No matter how clever a fall detection system is, some falls will look like sudden sit-downs and some sudden-sit-downs will look like falls. The designer has to select a threshold that tries to balance the false-positive rate with the false-negative rate. This is the dilemma: you can reduce the number of times a fall goes undetected, but by doing so, you increase the number of false alarms. The big problem is that there are dozens of events every day that look like falls. If you increase your threshold even a small amount, in the hope that you’ll avoid missing a real fall, you’re going to have many more false alarms. It’s as if you’re designing a smoke alarm for someone who burns their toast half a dozen times a day. Worse still, if the false alarm rate is too high, people will just disable the system or ignore it, no matter how important the alert might be.

No Silver Bullet in Sight

The best systems we have for fall detection aren’t yet good enough for everyday use. They have too many false positives and are prone to false negatives. In recent years there has been lots of work on fall detection systems. Industry and academia have tried to create better devices and algorithms, and some very clever people have tackled this problem. Accelerometers and gyroscopes that detect position and movement are smaller and more accurate. The best detection systems all achieve about the same accuracy rates, give or take. Researchers have tried a wide variety of approaches. So we shouldn’t expect a massive improvement any time soon.
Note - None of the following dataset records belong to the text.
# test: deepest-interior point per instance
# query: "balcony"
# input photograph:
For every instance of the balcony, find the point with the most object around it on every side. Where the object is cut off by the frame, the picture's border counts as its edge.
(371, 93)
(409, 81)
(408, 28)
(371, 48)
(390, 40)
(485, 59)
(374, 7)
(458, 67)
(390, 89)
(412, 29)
Fall detection is a difficult problem even if you have state-of-the-art accelerometers and gyroscopes positioned in multiple places on the person (Accurate, Fast Fall Detection Using Gyroscopes and Accelerometer-Derived Posture Information–University of Virginia). Smartphone accelerometers are getting better, but they are still quite basic devices, and most are “saturated” at 2-g, meaning that any force higher than 2-g is just reported as 2-g. They also don’t have great response curves for the range that they actually do cover.
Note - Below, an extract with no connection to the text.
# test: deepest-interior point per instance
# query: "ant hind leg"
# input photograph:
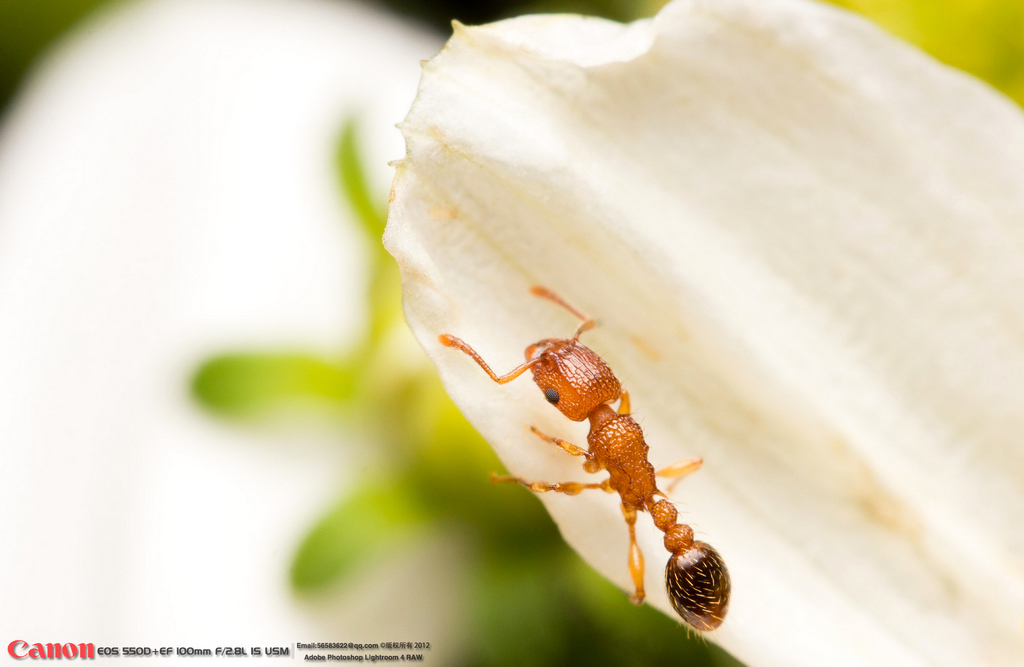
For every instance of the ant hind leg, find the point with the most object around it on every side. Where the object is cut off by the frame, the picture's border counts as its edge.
(636, 557)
Stumbles Are the Worst Falls

The evidence we found suggested that a large fraction of hip fractures result from events that would not even be classified as a bad fall by human witnesses. They are more like awkward stumbles, with more than one impact on the way down, so that the g-forces are actually low, and extremely difficult to discern from normal activity.

False Sense of Security

It’s important for the telecare industry to recognize that fall detection is an extremely difficult problem, and start using terminology that reflects the real accuracy of each system in terms that make sense to the consumer. A hidden danger of telecare devices is that they give people a false sense of security. Carers and family will check in less often if they think the alerting device is always going to work. When we read that a system is “98 percent accurate”, we understand that to mean that failures are extremely rare. But statistics are confusing here, and the percentage accuracy rates don’t give a clear picture at all.

It’s a bit like the freshman probability question: if 1,000 employees take a mandatory drug test which is 95 percent accurate, and 5 of them are actually using drugs, then if someone tests positive, there’s only about a 1-in-10 chance they are actually a drug user (because there’ll be about 50 false-positive tests). This is confusing stuff, but it’s important to get right. (The False Positive Paradox).

How to Recognize the Solution When It Arrives

The next-generation fall detection system will probably need to use more than just accelerometer data to achieve the necessary accuracy and reliability levels. If someone has fallen and needs help, vital signs like pulse rate and breathing will indicate distress. Bracelet devices can gather these signs and can be worn all the time, which is very important since most falls happen getting in or out of bed and in or out of the shower.

When a company brings such a device to market, they’ll be talking about the unique research they did to make it work, it won’t have been easy, they will have spent a lot of time and money making it work, so they’ll want to tell everyone about it. We should be skeptical of any claims that aren’t backed up by hard evidence of a new and innovative approach.